This is my post-graduate research project at 電気通信大学 (University of Electro-Communications) in Tokyo, Japan.
The goal of my research project was to develop a method for measuring the hardness of the Learning Parity with Noise (LPN) problem. I achieved this by utilizing machine learning algorithms from the Python Sci-kit library and the computational capabilities of Numpy, all of which is documented here.
This repository contains the implementation for a Learning Parity with Noise (LPN) problem hardness measure. The LPN problem is a well-studied problem in coding theory and cryptography, and is the basis for several cryptographic protocols.
My research project provides an efficient and effective way of generating LPN samples, running various classifiers on these samples, and evaluating the performance of these classifiers.
- Uses efficient classifiers from the Scikit-learn library, such as Decision Trees, Random Forests, and Extra Trees.
- Supports concurrency for faster execution and benchmarking.
- Includes comprehensive testing using pytest to ensure correctness and reliability.

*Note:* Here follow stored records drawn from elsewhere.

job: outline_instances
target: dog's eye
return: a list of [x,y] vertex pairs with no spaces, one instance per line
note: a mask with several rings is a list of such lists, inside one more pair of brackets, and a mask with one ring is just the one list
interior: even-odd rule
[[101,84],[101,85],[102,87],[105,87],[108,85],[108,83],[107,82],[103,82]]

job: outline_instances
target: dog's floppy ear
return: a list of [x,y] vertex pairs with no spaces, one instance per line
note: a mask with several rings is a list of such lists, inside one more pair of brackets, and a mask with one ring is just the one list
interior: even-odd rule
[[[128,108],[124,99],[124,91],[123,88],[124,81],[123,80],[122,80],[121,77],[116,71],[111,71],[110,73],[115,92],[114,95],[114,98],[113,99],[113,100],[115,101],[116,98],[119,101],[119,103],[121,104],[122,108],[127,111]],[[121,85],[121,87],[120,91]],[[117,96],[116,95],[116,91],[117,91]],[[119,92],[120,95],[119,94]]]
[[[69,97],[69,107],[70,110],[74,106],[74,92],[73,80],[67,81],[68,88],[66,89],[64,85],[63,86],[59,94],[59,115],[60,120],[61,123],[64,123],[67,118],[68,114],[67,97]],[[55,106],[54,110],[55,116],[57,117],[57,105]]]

- Comes with a variety of utilities for easier development and debugging, such as advanced logging capabilities.
- Python 3.8 or higher.
- Libraries: NumPy, Scikit-learn, pytest, matplotlib, and more. All required libraries are listed in
requirements.txt.
- Clone the repository:
git clone https://github.com/yourgithubusername/your-repo-name.git- Navigate into the cloned repository:
cd your-repo-name- Install the required packages:
pip install -r requirements.txtThis is a brief overview of how to use the project.
- Add your configuration to resources/config.json
- Navigate into LPNHardnessMeasure
cd LPNHardnessMeasure- Run driver.py
python driver.py- To get visual representation of data, run visualization/data_grapher.py
python data_grapher.pyTo run the tests (make sure it is run from inside the LPNHardnessMeasure folder):
python -m pytestI welcome contributions to the project. Please fork the repository and create a pull request with your changes.
This project is licensed under the MIT License - see the LICENSE file for details.
Please open an issue if you encounter any problems, or have suggestions for improvement.
I would like to express my sincere gratitude to Dr. Bagus Santoso for his invaluable guidance, support, and mentorship throughout this research project. Dr. Santoso's expertise and insights have been instrumental in shaping the direction and quality of this work. His dedication and commitment have been a constant source of inspiration. I am deeply grateful for the opportunity to learn from him and for his unwavering support.
- ResearchGate: Bagus Santoso
- Multimedia-Security Lab Oohama-Santoso Laboratory
I would like to acknowledge the significant contributions of Dr. Robert Kübler to this research project. His pioneering work in the field has served as a foundation for many aspects of this study. The insights and methodologies developed by Dr. Kübler have provided valuable guidance and inspiration throughout the research process.
I would also like to express my deep appreciation to Dr. Kübler for his personal support and assistance. His expertise in deriving a threshold for confirming the correct secret has been immensely helpful in ensuring the accuracy and reliability of our findings. I am grateful for his generous guidance and the time he has devoted to enriching this research.
I would like to extend my gratitude to Jay Sinha for his insightful blog on implementing the LPN problem in Python using the sci-kit learn library. His blog has provided valuable guidance and a clear understanding of the practical implementation aspects of the LPN problem.
In order to further develop and optimize this project, it is highly recommended to rewrite the existing codebase using a compiled programming language that offers extensive support for parallel computing. Additionally, I would like to leverage the power of GPU cores because it can significantly enhance the performance and speed of the computations involved.